Ironically, Waters is one of the richest independent filmmakers, due to royalties from the Broadway adaptations of his films. Waters mainly resides in his hometown of Baltimore, Maryland, the setting of all of his films. But he also owns properties in New York City and San Francisco, and a summer home in Cape Cod’s Provincetown. Instantly recognizable by his trademark pencil-thin moustache, Waters has sported this look for four decades. Provincetown’s residents (the “townies”) continue to marvel at his down to earth friendliness. He loves riding his bike on Commercial Street (the town’s Main Street), wearing a jacket and a bowtie, greeting fans and visitors with a big smile on his face.

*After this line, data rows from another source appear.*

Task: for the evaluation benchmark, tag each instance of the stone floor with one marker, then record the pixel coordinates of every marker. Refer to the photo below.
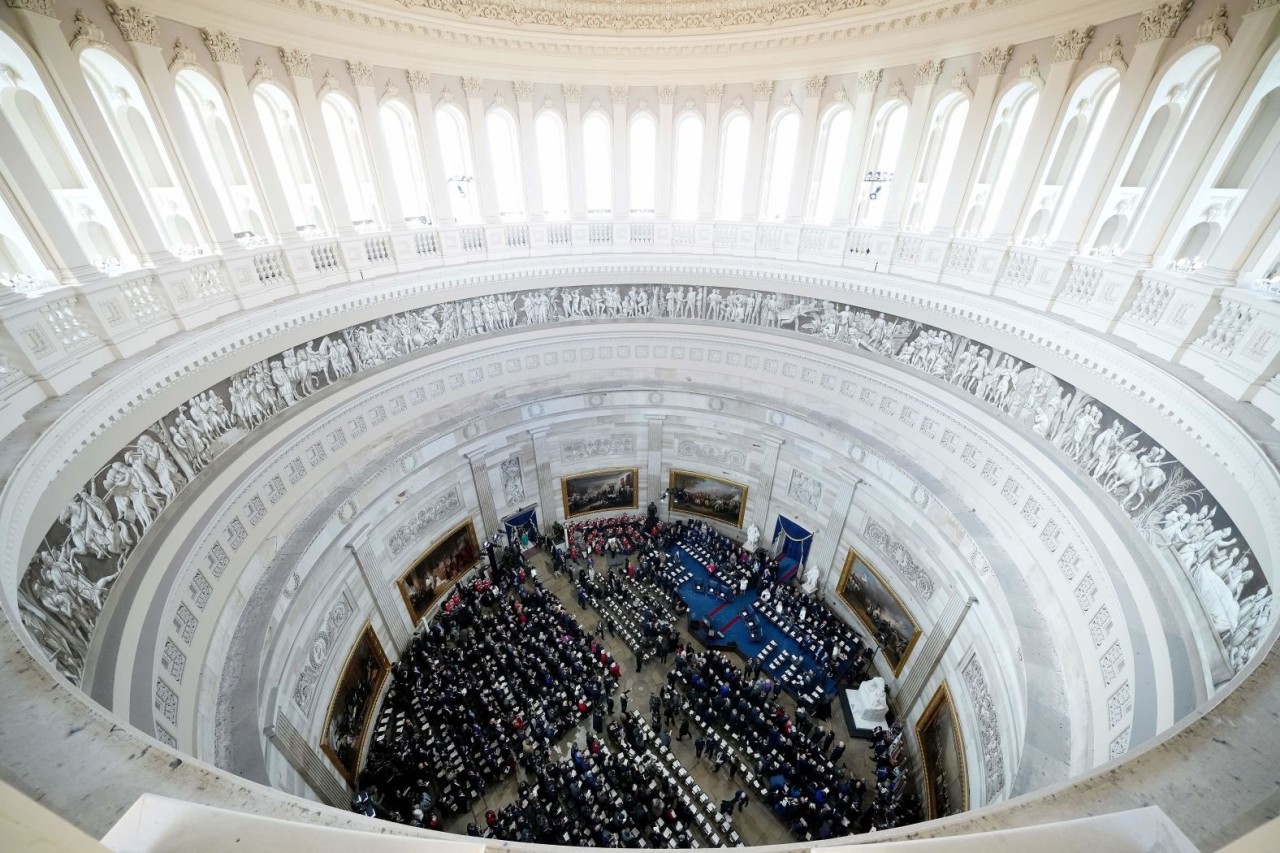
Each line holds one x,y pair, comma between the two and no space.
755,824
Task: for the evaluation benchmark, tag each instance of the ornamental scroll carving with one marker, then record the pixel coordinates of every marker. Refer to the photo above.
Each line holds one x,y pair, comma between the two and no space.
412,530
711,454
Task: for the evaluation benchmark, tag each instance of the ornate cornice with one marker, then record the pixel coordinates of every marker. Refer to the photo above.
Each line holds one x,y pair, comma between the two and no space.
927,73
223,46
361,73
869,81
135,24
297,62
419,81
995,60
1070,45
1162,22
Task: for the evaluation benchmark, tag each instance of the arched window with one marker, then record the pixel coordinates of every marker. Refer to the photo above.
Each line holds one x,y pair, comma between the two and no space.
598,164
456,155
289,158
780,164
552,164
735,141
1175,100
347,138
689,167
832,173
405,151
643,150
940,154
504,156
1000,156
220,154
882,160
1072,153
129,118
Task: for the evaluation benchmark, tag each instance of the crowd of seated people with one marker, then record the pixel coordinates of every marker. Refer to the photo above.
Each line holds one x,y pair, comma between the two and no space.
499,675
794,760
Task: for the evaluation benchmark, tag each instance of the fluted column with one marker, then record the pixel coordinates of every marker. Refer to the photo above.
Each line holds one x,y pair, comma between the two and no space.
297,64
549,503
172,123
928,655
574,145
1178,187
990,69
534,205
859,135
621,147
122,191
442,203
663,173
1147,58
763,91
908,159
803,172
393,211
711,153
387,598
1068,50
227,59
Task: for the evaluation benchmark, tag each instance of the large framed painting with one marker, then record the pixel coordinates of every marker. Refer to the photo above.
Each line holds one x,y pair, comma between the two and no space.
937,731
428,579
708,496
878,609
613,488
355,699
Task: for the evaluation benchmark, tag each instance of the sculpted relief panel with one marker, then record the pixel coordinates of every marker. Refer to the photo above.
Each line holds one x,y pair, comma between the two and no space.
71,575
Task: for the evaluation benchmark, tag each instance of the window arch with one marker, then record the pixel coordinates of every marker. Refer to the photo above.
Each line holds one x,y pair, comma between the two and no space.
735,141
552,163
456,155
128,117
882,160
780,164
832,176
1072,151
504,160
405,153
689,165
598,163
940,154
220,154
643,153
289,158
355,170
1002,149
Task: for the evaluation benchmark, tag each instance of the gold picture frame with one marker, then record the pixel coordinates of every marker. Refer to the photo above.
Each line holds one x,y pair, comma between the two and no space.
864,591
705,488
440,565
936,733
600,491
344,737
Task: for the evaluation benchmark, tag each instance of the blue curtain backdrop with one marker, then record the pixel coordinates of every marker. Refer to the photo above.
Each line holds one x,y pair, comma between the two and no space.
795,539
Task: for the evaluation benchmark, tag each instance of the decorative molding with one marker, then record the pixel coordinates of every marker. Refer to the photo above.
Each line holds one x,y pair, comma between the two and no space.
995,60
927,73
297,62
711,452
361,73
419,81
135,24
1070,45
222,46
1162,21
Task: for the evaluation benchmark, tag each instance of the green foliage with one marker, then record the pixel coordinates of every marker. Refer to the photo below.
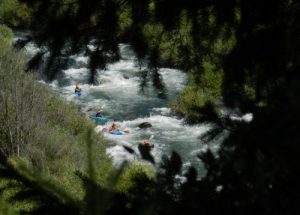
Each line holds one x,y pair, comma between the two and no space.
14,13
129,176
5,40
48,133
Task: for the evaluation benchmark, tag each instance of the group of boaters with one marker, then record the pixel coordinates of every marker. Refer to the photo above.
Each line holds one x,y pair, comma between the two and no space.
114,126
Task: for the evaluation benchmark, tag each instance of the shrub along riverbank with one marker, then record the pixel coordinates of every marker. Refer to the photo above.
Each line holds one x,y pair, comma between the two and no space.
43,136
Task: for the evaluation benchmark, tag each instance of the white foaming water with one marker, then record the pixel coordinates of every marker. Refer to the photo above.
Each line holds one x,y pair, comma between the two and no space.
119,96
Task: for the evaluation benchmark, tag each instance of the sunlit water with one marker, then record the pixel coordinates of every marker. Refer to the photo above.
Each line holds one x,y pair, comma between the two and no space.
120,98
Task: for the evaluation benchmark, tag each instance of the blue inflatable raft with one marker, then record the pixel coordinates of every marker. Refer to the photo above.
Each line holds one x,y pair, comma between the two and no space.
99,118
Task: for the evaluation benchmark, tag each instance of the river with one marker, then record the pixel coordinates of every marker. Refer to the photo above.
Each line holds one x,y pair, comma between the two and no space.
120,98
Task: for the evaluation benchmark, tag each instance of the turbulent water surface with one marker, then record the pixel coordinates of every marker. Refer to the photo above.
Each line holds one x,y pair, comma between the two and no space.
119,96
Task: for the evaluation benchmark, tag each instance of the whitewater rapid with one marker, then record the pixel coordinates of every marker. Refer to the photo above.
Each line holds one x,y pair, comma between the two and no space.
120,98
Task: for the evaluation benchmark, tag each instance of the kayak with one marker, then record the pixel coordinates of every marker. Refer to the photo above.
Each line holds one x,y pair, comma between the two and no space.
99,118
116,132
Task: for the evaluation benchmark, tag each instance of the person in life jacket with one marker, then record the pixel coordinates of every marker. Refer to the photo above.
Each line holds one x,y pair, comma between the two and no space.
148,144
113,127
77,89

Since the 1990s, Waters has been making photo-based artwork and installations, which have been internationally exhibited in galleries and museums. Waters considers his art work to be conceptual, as he said, “the craft is not the issue here. The idea is, and the presentation.” In 2004, the New Museum in N.Y.C. presented a retrospective of his artwork curated by Marvin Heiferman and Lisa Phillips. More recent exhibitions include “Rear Projection” in April 2009 at the Marianne Boesky Gallery in New York, and the Gagosian Gallery in Los Angeles. The pieces are often humorous, such as “Rush” (2009), a super-sized, tipped-over bottle of poppers (nitrite inhalants), which many gays and straights use to enhance sexual activity and dancing energy on the disco floor. “Hardy Har” of 2006 shows a photo of flowers, squirting water at anyone who traverses a taped line on the floor.

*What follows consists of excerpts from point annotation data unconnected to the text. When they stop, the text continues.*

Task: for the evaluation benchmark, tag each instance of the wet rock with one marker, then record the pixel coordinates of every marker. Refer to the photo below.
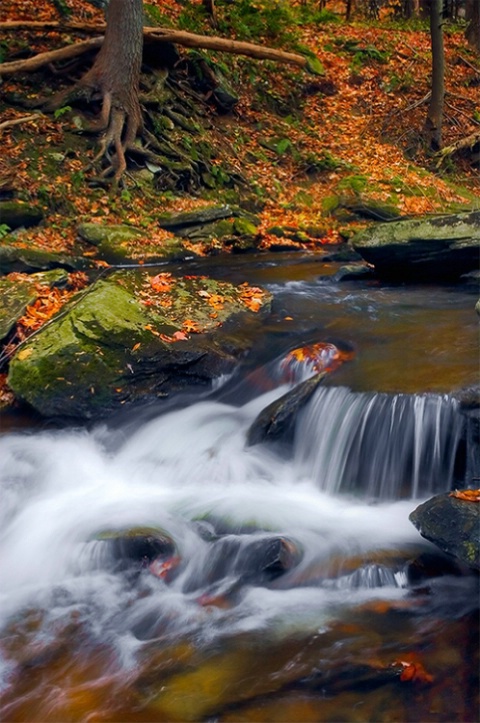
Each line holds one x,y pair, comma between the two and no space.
453,525
355,272
177,221
371,210
17,214
109,350
442,247
119,243
471,282
15,296
256,561
139,546
277,420
343,253
14,258
233,226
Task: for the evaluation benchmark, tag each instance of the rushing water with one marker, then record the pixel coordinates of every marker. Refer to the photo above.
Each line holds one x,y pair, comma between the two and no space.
290,585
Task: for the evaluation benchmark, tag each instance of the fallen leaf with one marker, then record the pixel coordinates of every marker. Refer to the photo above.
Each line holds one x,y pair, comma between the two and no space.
24,354
466,495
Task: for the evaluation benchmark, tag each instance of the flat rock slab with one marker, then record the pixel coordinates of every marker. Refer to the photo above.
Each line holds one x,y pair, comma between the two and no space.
27,260
441,247
120,243
453,525
132,338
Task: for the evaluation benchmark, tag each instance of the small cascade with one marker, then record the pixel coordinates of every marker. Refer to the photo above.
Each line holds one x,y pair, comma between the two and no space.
383,446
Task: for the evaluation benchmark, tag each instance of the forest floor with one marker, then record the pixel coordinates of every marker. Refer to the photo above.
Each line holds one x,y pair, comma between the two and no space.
299,141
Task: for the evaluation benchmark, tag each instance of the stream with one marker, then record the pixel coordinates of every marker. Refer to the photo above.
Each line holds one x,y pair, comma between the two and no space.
273,582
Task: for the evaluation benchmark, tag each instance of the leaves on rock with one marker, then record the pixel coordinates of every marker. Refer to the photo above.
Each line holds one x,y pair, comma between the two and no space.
466,495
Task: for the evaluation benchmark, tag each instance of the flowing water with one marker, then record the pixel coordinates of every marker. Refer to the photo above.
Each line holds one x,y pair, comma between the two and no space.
157,568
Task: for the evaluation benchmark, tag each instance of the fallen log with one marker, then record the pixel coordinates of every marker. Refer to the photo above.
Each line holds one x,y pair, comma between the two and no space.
162,35
52,56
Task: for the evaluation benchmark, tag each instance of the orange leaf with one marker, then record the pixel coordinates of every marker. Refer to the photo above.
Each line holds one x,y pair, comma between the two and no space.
190,326
413,672
466,495
161,282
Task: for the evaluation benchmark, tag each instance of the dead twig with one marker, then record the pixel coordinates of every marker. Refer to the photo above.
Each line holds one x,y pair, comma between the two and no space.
19,121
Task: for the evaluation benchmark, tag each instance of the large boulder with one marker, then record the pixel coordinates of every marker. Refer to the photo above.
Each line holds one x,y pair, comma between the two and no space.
441,247
453,524
132,338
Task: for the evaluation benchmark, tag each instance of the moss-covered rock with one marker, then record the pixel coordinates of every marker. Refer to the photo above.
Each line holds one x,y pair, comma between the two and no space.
178,221
442,247
17,214
130,339
119,243
453,525
15,296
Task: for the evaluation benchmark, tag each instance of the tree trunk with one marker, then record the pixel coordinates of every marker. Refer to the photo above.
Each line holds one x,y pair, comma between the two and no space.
116,75
472,33
434,120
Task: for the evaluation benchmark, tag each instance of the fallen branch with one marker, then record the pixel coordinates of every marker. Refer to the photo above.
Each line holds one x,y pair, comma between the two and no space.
463,144
162,35
18,121
52,56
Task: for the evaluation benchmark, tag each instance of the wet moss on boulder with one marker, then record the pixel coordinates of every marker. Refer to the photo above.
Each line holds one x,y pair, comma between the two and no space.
115,346
441,247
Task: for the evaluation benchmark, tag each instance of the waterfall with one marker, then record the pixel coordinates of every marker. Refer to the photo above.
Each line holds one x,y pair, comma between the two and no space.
383,446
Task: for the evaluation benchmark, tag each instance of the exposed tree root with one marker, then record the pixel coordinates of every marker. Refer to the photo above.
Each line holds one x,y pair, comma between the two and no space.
160,35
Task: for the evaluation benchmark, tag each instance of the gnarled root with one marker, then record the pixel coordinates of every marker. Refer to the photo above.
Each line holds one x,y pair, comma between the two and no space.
120,127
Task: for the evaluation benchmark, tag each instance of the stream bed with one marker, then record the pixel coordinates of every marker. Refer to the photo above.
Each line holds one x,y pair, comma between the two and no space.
273,582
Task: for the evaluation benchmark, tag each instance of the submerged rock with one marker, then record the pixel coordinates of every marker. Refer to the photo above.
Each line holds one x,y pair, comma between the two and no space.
441,247
453,524
18,214
355,272
125,342
137,546
277,420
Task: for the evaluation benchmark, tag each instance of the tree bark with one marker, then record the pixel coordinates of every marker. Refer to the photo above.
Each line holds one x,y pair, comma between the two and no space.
160,35
116,75
434,120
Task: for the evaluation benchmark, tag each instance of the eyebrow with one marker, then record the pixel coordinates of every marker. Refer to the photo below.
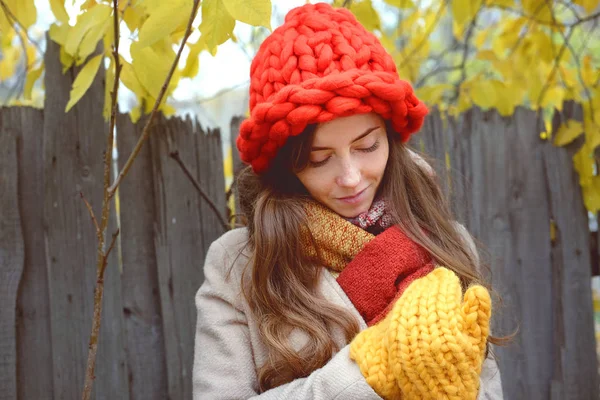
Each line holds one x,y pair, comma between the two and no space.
362,135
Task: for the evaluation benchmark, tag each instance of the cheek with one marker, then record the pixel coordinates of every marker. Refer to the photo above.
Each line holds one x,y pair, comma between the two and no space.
315,182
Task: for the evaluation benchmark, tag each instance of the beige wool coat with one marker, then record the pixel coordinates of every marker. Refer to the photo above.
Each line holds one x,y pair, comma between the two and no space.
229,350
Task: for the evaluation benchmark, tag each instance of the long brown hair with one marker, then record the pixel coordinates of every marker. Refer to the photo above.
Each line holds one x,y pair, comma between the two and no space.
281,286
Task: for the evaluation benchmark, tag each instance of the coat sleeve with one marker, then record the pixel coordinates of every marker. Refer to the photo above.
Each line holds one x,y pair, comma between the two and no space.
224,365
490,383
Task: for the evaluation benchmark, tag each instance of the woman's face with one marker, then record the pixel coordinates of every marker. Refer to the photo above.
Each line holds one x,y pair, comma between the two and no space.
346,163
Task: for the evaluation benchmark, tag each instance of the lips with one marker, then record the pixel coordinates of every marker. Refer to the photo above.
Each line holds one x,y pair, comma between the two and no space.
354,197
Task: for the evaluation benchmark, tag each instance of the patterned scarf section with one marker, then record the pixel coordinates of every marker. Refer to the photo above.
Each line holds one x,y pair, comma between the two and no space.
372,270
375,220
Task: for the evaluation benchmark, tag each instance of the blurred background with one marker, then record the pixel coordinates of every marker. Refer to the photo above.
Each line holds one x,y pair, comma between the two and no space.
513,88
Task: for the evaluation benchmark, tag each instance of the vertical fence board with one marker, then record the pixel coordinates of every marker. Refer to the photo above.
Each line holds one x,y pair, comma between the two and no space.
178,241
73,163
432,140
12,253
212,179
578,371
145,351
34,374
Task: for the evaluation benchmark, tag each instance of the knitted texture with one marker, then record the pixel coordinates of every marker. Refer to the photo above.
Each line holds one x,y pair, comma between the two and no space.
373,270
319,65
432,343
337,241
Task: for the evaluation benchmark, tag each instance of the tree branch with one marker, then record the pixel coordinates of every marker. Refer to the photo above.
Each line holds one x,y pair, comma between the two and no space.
102,255
94,220
146,132
175,155
427,34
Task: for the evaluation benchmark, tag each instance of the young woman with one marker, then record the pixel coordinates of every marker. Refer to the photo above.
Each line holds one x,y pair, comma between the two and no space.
351,280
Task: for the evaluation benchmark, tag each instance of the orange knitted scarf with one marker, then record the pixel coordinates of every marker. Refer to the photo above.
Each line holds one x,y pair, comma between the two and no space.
372,270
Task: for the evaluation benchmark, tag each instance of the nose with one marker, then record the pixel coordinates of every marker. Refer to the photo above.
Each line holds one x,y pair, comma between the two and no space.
349,175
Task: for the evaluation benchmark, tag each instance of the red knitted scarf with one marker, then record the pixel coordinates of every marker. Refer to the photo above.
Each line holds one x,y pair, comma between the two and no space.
373,270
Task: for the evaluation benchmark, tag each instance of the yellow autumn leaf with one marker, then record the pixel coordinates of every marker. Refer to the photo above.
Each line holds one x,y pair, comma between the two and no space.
192,64
567,132
508,96
540,10
133,17
543,45
481,37
86,22
463,12
588,72
405,4
83,81
366,14
151,68
25,12
58,9
252,12
217,24
164,21
32,77
90,41
59,33
554,98
129,79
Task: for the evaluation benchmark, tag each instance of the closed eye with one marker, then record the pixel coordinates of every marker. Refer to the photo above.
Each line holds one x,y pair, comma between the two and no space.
370,149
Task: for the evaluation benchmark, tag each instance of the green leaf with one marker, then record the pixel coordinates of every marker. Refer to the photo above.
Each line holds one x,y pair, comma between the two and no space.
217,24
366,15
164,20
253,12
400,3
97,15
84,80
568,132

Puffing on a cigarette, Waters has appeared in a short film shown in art houses announcing that “No Smoking” is permitted in the theaters. This short was shot for the Nuart, a Landmark Theater in Los Angeles, in appreciation to its showings of “Pink Flamingos” for years. The featurette screened before his film, and before the midnight showings of “The Rocky Horror Picture Show,” the 1975 film that became a cult phenomenon after failing in its original theatrical release.

As an actor, Waters has appeared in some of his own pictures. In “Hairspray,” he cast himself as the psychiatrist who recommends electroshock therapy for a Caucasian girl who’s in love with a black guy. In 1986, he made an appearance in the TV-Movie, “Passion Flower,” and as a car salesman in Jonathan Demme’s dark comedy, “Something Wild.” He has also played cameos in the 1989 feature “Homer and Eddie,” in “Jackass: Number Two,” which starred “A Dirty Shame” star Johnny Knoxville, and provided a character voice on “The Simpsons,” the popular animated Fox series. Waters played a small role, paparazzo Pete Peters, in 2004’s “Seed of Chucky,” and a minister in “Blood Feast 2: All U Can Eat,” which was directed by one of his idols, Herschell Gordon Lewis, and is a sequel to one of his favorite exploitation films. In 2007, Waters became the host (“The Groom Reaper”) of “Til Death Do Us Part,” a program on America’s Court TV network, based on dramatization of marriages that soured and ended in murder.

Public recognition for Waters’ work came earlier than he had expected. In 1975, “Pink Flamingos” was accepted into the permanent collection of the prestigious Museum of Modern Art, which has one of the world’s best and largest film departments. In 1991, Waters was honored by the Angelika Theater in New York with a week-long retrospective, aptly titled “Midnight Madness: The Films of John Waters.”

Openly gay, Waters has been a strong supporter of gay rights and gay pride. Among many duties, he’s been an active participant of the Provincetown International Film Festival, from its inception in 1999. In 2003, in commemoration of Vincente Minnelli’s centennial, I presented along with Waters the gay-themed, heavily censored melodrama, “Tea and Sympathy,” as opening night of the festival, held in the wonderful Drive-In at the neighboring town of Wellfleet. In 2009, Waters advocated the parole of former Manson family member, Leslie Van Houten. He then devoted a chapter to Van Houten in his book “Role Models,” published by Farrar, Straus and Giroux in 2010.